AI for Target Identification

Before you can design a drug, you need to know what to drug. Target identification — determining which protein, gene, or pathway to modulate in order to treat a disease — is the first and arguably most consequential step in drug discovery. If you choose the wrong target, every subsequent step is wasted. Historically, a substantial fraction of clinical trial failures are attributed to lack of efficacy, which often traces back to an insufficiently validated target.

What Target Identification Involves

A drug target is typically a protein whose activity contributes to a disease when dysregulated. The ideal target is causally involved in the disease (not merely correlated), is "druggable" (has a binding site amenable to small molecules or biologics), and can be modulated without unacceptable side effects. Identifying such targets requires integrating evidence from genetics, molecular biology, clinical data, and increasingly, large-scale omics datasets.

Traditional target identification relied heavily on academic research, literature mining, and hypothesis-driven experiments. A researcher might study a specific signaling pathway for years before proposing it as a drug target. This approach is deep but narrow and inherently biased toward well-studied biology.

Multi-Omics Approaches

The explosion of biological data — collectively termed "omics" — has created new opportunities for systematic target discovery. Genomics data, particularly from genome-wide association studies (GWAS), identifies genetic variants statistically associated with disease risk. If a loss-of-function variant in a gene protects against a disease, that gene's protein product is a compelling drug target. This logic underpinned the development of PCSK9 inhibitors for cardiovascular disease.
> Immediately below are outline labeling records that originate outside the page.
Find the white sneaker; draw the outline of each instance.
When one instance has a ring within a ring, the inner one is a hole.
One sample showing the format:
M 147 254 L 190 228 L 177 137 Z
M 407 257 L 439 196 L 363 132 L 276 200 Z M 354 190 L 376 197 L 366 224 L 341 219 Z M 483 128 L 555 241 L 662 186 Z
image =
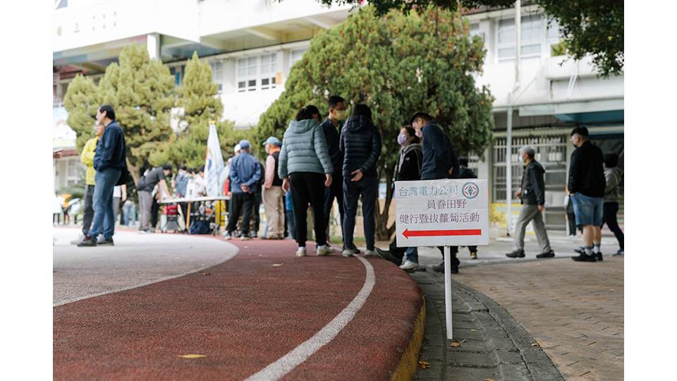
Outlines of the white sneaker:
M 343 251 L 341 252 L 341 255 L 346 257 L 352 257 L 353 251 L 350 249 L 346 249 Z
M 403 270 L 414 270 L 418 267 L 418 263 L 416 262 L 412 262 L 410 260 L 405 260 L 404 263 L 400 265 L 400 268 Z
M 327 245 L 320 245 L 317 246 L 317 248 L 315 250 L 315 254 L 318 257 L 324 257 L 325 255 L 329 255 L 331 253 L 331 248 L 327 246 Z
M 379 253 L 373 250 L 365 250 L 365 258 L 380 258 L 381 255 L 379 255 Z

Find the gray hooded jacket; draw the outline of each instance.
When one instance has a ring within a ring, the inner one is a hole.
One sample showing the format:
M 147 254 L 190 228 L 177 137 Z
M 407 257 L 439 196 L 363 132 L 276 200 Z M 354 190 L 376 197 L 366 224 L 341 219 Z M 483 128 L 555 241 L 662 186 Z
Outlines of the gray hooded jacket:
M 312 119 L 291 121 L 284 132 L 278 174 L 284 179 L 294 172 L 331 174 L 334 171 L 322 125 Z

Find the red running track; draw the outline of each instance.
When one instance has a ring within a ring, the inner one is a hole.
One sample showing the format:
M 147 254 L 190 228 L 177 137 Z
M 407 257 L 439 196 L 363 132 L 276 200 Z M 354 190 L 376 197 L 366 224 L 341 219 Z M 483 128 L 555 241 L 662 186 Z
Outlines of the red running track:
M 55 307 L 54 379 L 242 380 L 312 337 L 365 282 L 357 258 L 310 246 L 297 258 L 291 241 L 233 243 L 237 255 L 201 273 Z M 396 266 L 369 260 L 365 305 L 284 379 L 390 378 L 422 298 Z

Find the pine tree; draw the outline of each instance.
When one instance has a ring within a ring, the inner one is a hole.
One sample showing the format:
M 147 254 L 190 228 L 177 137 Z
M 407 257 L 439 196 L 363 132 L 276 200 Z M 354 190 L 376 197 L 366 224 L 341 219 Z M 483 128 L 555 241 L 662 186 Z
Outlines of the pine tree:
M 127 165 L 135 183 L 142 169 L 166 159 L 163 152 L 173 140 L 169 111 L 174 82 L 169 69 L 151 60 L 142 46 L 125 47 L 118 61 L 106 68 L 99 96 L 101 103 L 113 106 L 125 132 Z
M 379 172 L 386 198 L 377 215 L 377 236 L 388 239 L 393 171 L 401 127 L 417 111 L 426 111 L 449 134 L 457 155 L 480 152 L 494 129 L 492 98 L 477 88 L 473 75 L 482 70 L 481 39 L 469 37 L 457 11 L 429 8 L 379 18 L 371 6 L 317 35 L 289 73 L 280 97 L 261 116 L 256 135 L 281 137 L 296 111 L 315 104 L 326 115 L 327 100 L 338 95 L 354 105 L 369 105 L 384 150 Z
M 216 126 L 221 149 L 227 150 L 232 137 L 233 123 L 220 121 L 224 105 L 219 97 L 218 87 L 212 80 L 212 68 L 200 61 L 197 53 L 185 65 L 183 83 L 178 90 L 177 105 L 183 109 L 182 120 L 187 127 L 179 133 L 176 142 L 169 150 L 170 160 L 176 165 L 185 164 L 197 167 L 205 164 L 209 122 Z
M 76 147 L 80 151 L 94 136 L 94 116 L 101 106 L 98 89 L 92 78 L 76 75 L 66 92 L 63 105 L 68 112 L 66 123 L 78 135 Z

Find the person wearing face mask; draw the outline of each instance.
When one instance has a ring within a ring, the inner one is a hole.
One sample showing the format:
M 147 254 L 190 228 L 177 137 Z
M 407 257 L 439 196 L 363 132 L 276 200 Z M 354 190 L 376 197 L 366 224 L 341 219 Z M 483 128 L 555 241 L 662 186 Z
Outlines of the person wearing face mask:
M 515 193 L 522 202 L 520 217 L 515 225 L 515 250 L 506 254 L 508 258 L 523 258 L 524 254 L 524 232 L 527 224 L 532 225 L 541 247 L 541 253 L 537 258 L 551 258 L 555 256 L 550 248 L 548 232 L 543 222 L 543 210 L 545 210 L 545 182 L 543 180 L 545 169 L 535 159 L 536 150 L 532 147 L 525 145 L 520 148 L 518 159 L 524 164 L 522 174 L 522 186 Z
M 395 167 L 395 181 L 413 181 L 421 179 L 421 163 L 423 162 L 423 151 L 421 148 L 421 140 L 416 136 L 414 128 L 404 126 L 400 129 L 397 136 L 397 143 L 401 146 Z M 376 248 L 377 253 L 382 258 L 387 259 L 396 265 L 400 265 L 403 270 L 412 270 L 418 267 L 418 249 L 397 247 L 397 239 L 393 238 L 388 250 Z M 406 254 L 406 260 L 402 263 L 402 258 Z
M 308 203 L 312 207 L 315 222 L 315 254 L 327 255 L 331 250 L 327 245 L 324 230 L 324 187 L 331 186 L 334 167 L 327 148 L 327 140 L 320 126 L 320 114 L 313 105 L 302 108 L 295 120 L 289 122 L 284 132 L 278 174 L 282 179 L 282 189 L 288 192 L 294 213 L 294 238 L 298 244 L 297 257 L 307 255 Z
M 113 214 L 113 188 L 126 169 L 125 134 L 115 120 L 115 111 L 110 104 L 99 108 L 97 121 L 104 126 L 104 133 L 97 143 L 93 167 L 96 170 L 94 187 L 94 218 L 92 228 L 79 247 L 97 245 L 113 246 L 115 217 Z M 97 241 L 99 234 L 103 239 Z
M 421 164 L 421 180 L 439 179 L 457 179 L 458 177 L 458 159 L 449 137 L 433 121 L 432 116 L 425 112 L 417 112 L 411 118 L 411 126 L 416 131 L 416 136 L 423 139 L 423 162 Z M 437 246 L 442 257 L 444 247 Z M 458 246 L 449 246 L 451 254 L 451 274 L 458 273 L 456 258 Z M 444 262 L 432 267 L 437 272 L 444 272 Z
M 341 219 L 341 229 L 343 229 L 343 176 L 341 168 L 343 165 L 343 155 L 338 149 L 341 139 L 341 130 L 346 120 L 346 99 L 338 96 L 329 97 L 327 102 L 329 109 L 329 115 L 322 122 L 322 131 L 327 138 L 327 147 L 329 150 L 329 157 L 331 159 L 331 165 L 334 167 L 334 173 L 331 174 L 331 186 L 324 188 L 324 231 L 327 233 L 327 245 L 329 246 L 329 222 L 331 217 L 331 206 L 334 199 L 336 199 L 338 205 L 338 215 Z M 343 234 L 341 234 L 343 236 Z M 346 248 L 343 248 L 345 249 Z M 360 253 L 354 246 L 350 248 L 356 253 Z
M 282 239 L 284 238 L 284 205 L 282 201 L 282 179 L 277 173 L 282 143 L 277 138 L 271 136 L 263 145 L 268 154 L 263 185 L 263 204 L 268 221 L 268 236 L 264 238 Z

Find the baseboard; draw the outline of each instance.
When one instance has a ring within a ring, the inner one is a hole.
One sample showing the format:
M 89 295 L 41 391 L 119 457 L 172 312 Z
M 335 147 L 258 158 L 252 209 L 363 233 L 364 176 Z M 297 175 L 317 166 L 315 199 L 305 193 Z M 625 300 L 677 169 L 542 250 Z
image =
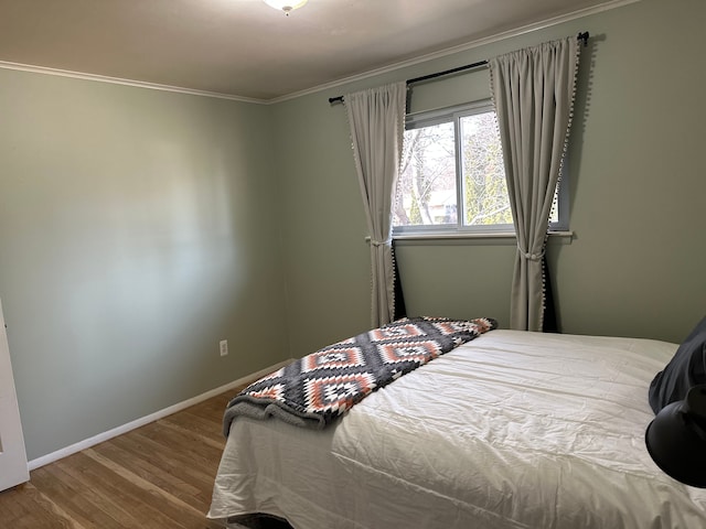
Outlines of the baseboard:
M 63 457 L 75 454 L 76 452 L 81 452 L 82 450 L 89 449 L 95 446 L 98 443 L 103 443 L 104 441 L 108 441 L 113 438 L 121 435 L 124 433 L 129 432 L 130 430 L 135 430 L 136 428 L 143 427 L 145 424 L 149 424 L 150 422 L 154 422 L 159 419 L 162 419 L 167 415 L 171 415 L 172 413 L 176 413 L 178 411 L 185 410 L 186 408 L 197 404 L 199 402 L 203 402 L 204 400 L 208 400 L 217 395 L 221 395 L 231 389 L 237 388 L 238 386 L 243 386 L 244 384 L 257 380 L 258 378 L 264 377 L 265 375 L 272 373 L 280 367 L 285 367 L 290 364 L 292 359 L 280 361 L 279 364 L 275 364 L 274 366 L 266 367 L 265 369 L 260 369 L 257 373 L 253 373 L 246 377 L 238 378 L 237 380 L 233 380 L 224 386 L 206 391 L 205 393 L 199 395 L 191 399 L 184 400 L 183 402 L 179 402 L 176 404 L 170 406 L 169 408 L 164 408 L 163 410 L 156 411 L 154 413 L 150 413 L 147 417 L 142 417 L 140 419 L 136 419 L 135 421 L 130 421 L 127 424 L 122 424 L 121 427 L 114 428 L 108 430 L 107 432 L 99 433 L 94 435 L 93 438 L 86 439 L 84 441 L 79 441 L 75 444 L 66 446 L 65 449 L 57 450 L 56 452 L 52 452 L 51 454 L 43 455 L 38 457 L 36 460 L 32 460 L 28 463 L 30 471 L 39 468 L 40 466 L 49 465 L 50 463 L 54 463 Z

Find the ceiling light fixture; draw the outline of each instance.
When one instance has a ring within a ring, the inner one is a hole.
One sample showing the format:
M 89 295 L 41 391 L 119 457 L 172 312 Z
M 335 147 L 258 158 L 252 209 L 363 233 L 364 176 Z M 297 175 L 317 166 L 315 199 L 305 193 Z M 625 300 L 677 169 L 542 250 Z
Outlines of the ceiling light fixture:
M 295 9 L 301 8 L 308 0 L 265 0 L 265 3 L 271 8 L 285 11 L 285 14 L 289 17 L 289 12 Z

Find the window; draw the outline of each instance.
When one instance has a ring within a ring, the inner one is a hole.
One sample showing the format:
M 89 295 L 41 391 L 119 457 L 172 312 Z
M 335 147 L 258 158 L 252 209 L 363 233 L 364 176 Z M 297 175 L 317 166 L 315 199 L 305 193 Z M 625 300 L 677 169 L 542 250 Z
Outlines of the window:
M 395 235 L 514 231 L 490 100 L 407 117 L 393 213 Z M 552 229 L 567 229 L 566 213 L 557 194 Z

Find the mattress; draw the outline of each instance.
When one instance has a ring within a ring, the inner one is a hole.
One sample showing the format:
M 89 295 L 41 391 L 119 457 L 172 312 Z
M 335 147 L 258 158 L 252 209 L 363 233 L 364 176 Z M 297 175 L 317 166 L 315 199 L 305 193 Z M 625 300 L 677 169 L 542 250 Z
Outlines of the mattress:
M 492 331 L 322 431 L 238 418 L 210 518 L 296 529 L 706 527 L 652 462 L 648 388 L 676 344 Z

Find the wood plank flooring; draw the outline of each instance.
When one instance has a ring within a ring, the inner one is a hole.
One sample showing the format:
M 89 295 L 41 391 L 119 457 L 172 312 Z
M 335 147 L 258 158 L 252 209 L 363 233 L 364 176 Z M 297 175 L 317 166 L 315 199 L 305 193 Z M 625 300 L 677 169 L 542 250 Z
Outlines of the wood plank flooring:
M 36 468 L 0 493 L 2 529 L 214 529 L 206 519 L 240 388 Z

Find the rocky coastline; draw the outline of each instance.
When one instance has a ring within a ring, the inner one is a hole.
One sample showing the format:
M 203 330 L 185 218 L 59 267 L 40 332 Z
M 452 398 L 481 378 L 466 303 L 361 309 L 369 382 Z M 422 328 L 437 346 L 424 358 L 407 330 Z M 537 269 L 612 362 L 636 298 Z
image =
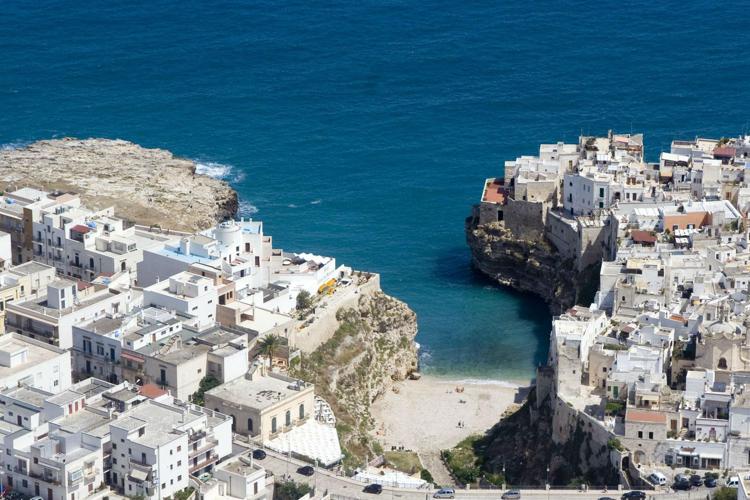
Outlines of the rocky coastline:
M 0 149 L 0 189 L 72 191 L 91 208 L 178 231 L 234 217 L 237 193 L 196 172 L 194 161 L 123 140 L 52 139 Z
M 337 418 L 344 466 L 379 455 L 371 435 L 372 404 L 418 367 L 417 315 L 381 291 L 362 294 L 356 307 L 336 313 L 331 339 L 292 367 L 291 374 L 315 384 Z
M 502 222 L 465 222 L 472 266 L 499 285 L 541 297 L 552 314 L 589 299 L 598 266 L 578 271 L 544 238 L 515 236 Z

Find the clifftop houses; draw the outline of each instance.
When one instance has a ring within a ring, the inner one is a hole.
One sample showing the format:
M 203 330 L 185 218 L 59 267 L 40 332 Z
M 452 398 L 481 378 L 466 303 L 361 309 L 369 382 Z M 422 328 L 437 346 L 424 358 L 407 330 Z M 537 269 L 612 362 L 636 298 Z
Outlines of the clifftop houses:
M 263 468 L 230 457 L 235 432 L 336 463 L 330 407 L 279 372 L 299 343 L 325 340 L 311 333 L 316 304 L 356 302 L 362 282 L 378 280 L 274 248 L 257 220 L 188 234 L 88 209 L 73 193 L 3 194 L 4 488 L 48 500 L 105 488 L 170 498 L 188 486 L 270 498 Z M 302 310 L 300 294 L 312 298 Z
M 485 181 L 480 224 L 544 238 L 578 269 L 601 261 L 594 302 L 553 320 L 539 390 L 596 426 L 623 482 L 750 471 L 748 168 L 750 136 L 673 141 L 651 163 L 642 135 L 610 133 Z

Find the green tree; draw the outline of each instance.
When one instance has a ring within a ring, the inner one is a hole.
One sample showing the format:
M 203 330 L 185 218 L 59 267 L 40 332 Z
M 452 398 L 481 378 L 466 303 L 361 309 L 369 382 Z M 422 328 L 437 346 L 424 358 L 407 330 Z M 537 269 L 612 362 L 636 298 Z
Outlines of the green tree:
M 727 488 L 726 486 L 720 488 L 714 493 L 714 500 L 736 500 L 737 490 L 735 488 Z
M 268 356 L 268 359 L 271 360 L 272 365 L 274 353 L 277 353 L 283 345 L 283 339 L 273 333 L 271 335 L 266 335 L 258 343 L 258 346 L 260 347 L 260 353 L 264 356 Z
M 193 403 L 204 406 L 206 404 L 205 394 L 216 386 L 221 385 L 221 381 L 213 375 L 206 375 L 198 384 L 198 390 L 193 394 Z
M 274 500 L 298 500 L 310 493 L 312 488 L 306 483 L 295 483 L 294 481 L 284 481 L 276 483 L 273 489 Z
M 312 307 L 312 295 L 307 290 L 302 290 L 297 295 L 297 310 L 307 311 Z

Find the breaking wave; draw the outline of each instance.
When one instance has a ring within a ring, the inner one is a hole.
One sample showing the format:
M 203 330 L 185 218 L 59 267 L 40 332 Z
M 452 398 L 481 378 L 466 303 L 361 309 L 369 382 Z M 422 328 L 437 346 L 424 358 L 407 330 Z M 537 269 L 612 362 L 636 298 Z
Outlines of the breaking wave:
M 258 207 L 256 207 L 249 201 L 241 201 L 238 213 L 240 217 L 252 217 L 253 215 L 258 213 Z
M 0 150 L 1 151 L 13 151 L 14 149 L 23 149 L 29 144 L 31 144 L 32 141 L 13 141 L 13 142 L 7 142 L 5 144 L 0 144 Z
M 195 172 L 227 182 L 240 182 L 245 177 L 245 174 L 237 172 L 234 166 L 215 161 L 195 160 Z

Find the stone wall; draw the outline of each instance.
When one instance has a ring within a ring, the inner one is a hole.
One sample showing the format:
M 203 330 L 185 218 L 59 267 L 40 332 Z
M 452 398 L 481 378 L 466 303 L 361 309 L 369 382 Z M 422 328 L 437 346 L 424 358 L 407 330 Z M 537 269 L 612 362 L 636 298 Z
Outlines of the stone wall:
M 290 339 L 292 345 L 304 352 L 312 352 L 327 342 L 336 332 L 341 322 L 336 318 L 339 309 L 357 307 L 361 295 L 373 294 L 380 291 L 380 275 L 372 273 L 368 275 L 366 282 L 356 285 L 357 277 L 353 276 L 355 284 L 347 289 L 340 300 L 333 296 L 335 305 L 325 308 L 316 308 L 315 320 L 307 327 L 298 329 Z
M 508 198 L 503 217 L 505 227 L 518 239 L 544 238 L 544 221 L 548 205 L 546 202 L 517 201 Z

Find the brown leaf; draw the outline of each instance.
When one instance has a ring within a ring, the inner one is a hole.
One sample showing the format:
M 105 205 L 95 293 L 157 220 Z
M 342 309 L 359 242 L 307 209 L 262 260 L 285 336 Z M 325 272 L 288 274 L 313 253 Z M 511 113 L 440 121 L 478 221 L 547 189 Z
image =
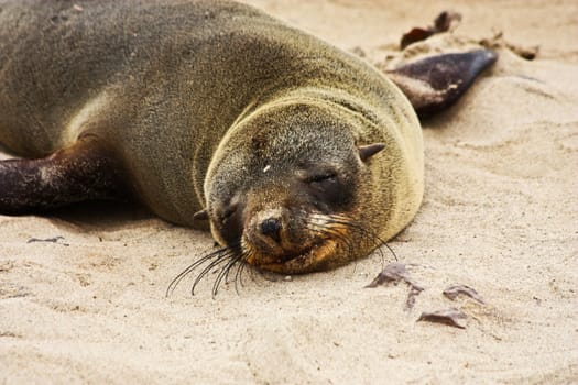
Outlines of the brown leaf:
M 410 273 L 405 270 L 405 264 L 400 262 L 392 262 L 378 274 L 378 276 L 366 287 L 377 287 L 380 285 L 388 286 L 390 284 L 397 285 L 400 282 L 405 282 L 410 286 L 410 293 L 405 300 L 405 309 L 410 310 L 415 305 L 415 297 L 424 290 L 424 288 L 410 277 Z
M 427 321 L 435 323 L 444 323 L 450 327 L 466 329 L 467 316 L 456 308 L 447 310 L 438 310 L 432 312 L 422 312 L 417 321 Z
M 461 14 L 458 12 L 444 11 L 434 20 L 434 25 L 427 28 L 414 28 L 410 32 L 404 33 L 400 46 L 404 50 L 410 44 L 421 42 L 436 33 L 447 32 L 451 30 L 461 20 Z
M 482 297 L 480 297 L 478 292 L 466 285 L 452 285 L 444 290 L 444 295 L 451 300 L 455 300 L 460 294 L 468 296 L 480 304 L 486 304 L 486 301 L 482 299 Z

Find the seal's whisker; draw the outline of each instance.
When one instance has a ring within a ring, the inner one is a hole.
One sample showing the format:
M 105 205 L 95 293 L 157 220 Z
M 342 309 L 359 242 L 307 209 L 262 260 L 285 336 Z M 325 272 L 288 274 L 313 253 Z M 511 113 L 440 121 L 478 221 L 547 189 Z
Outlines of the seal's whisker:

Transcriptomics (gene expression data from RNA sequencing) reveals which genes are abnormally active in disease states. By comparing gene expression in diseased versus healthy tissue, researchers can identify potential targets. Single-cell RNA sequencing adds resolution, showing which cell types within a tissue express a target.

Proteomics measures the actual protein levels and modifications in cells and tissues, providing a more direct readout of biology than gene expression alone. Mass spectrometry-based proteomics has matured significantly, and large-scale proteomic datasets are increasingly available.

Integrating these data types — genomics, transcriptomics, proteomics, and others like metabolomics and epigenomics — is a natural fit for machine learning, which can detect patterns across high-dimensional datasets that are invisible to manual analysis.

Knowledge Graphs

Several AI drug discovery companies use knowledge graphs to integrate heterogeneous biological data for target identification. A knowledge graph represents entities (genes, proteins, diseases, drugs, pathways) as nodes and their relationships as edges, drawing from databases like UniProt, STRING, KEGG, and published literature.

BenevolentAI has been a prominent proponent of this approach. Their knowledge graph integrates structured data from biomedical databases with relationships extracted from scientific literature using natural language processing. Graph neural networks and reasoning algorithms traverse this graph to identify novel connections between diseases and potential targets. BenevolentAI used this approach to identify baricitinib (a JAK inhibitor already approved for rheumatoid arthritis) as a potential treatment for COVID-19, which was subsequently validated in clinical trials.

AI Platforms for Target Discovery

PandaOmics, developed by Insilico Medicine, is a target identification platform that applies deep learning to multi-omics data, text mining, and pathway analysis. It scores potential targets based on multiple lines of evidence — genetic association, expression changes, druggability, novelty, and existing clinical data — and provides ranked target lists for a given disease of interest. Insilico used PandaOmics to identify a novel target for idiopathic pulmonary fibrosis, leading to the development of INS018_055.

Other companies working on AI-driven target identification include Recursion, which uses phenomics (high-content cellular imaging at scale) to map biological perturbations and infer target-disease relationships, and Exscientia, which combined knowledge graph approaches with patient tissue analysis for target selection.

Causal Inference and Validation

One of the deepest challenges in target identification is distinguishing causal relationships from correlations. A gene may be differentially expressed in a disease without being a good drug target — it could be a consequence of the disease rather than a cause. Mendelian randomization, a statistical technique that uses genetic variants as natural experiments, can provide evidence for causal relationships between a gene and a disease outcome. Machine learning approaches are increasingly used to automate and scale causal inference from genetic and clinical data.

Ultimately, computational target identification must be validated experimentally. CRISPR-based gene knockout and knockdown experiments, patient-derived cell models, and animal disease models are used to confirm that modulating a predicted target has the desired therapeutic effect. The gap between computational prediction and biological validation remains significant, and high-confidence computational targets still have a meaningful failure rate in validation experiments.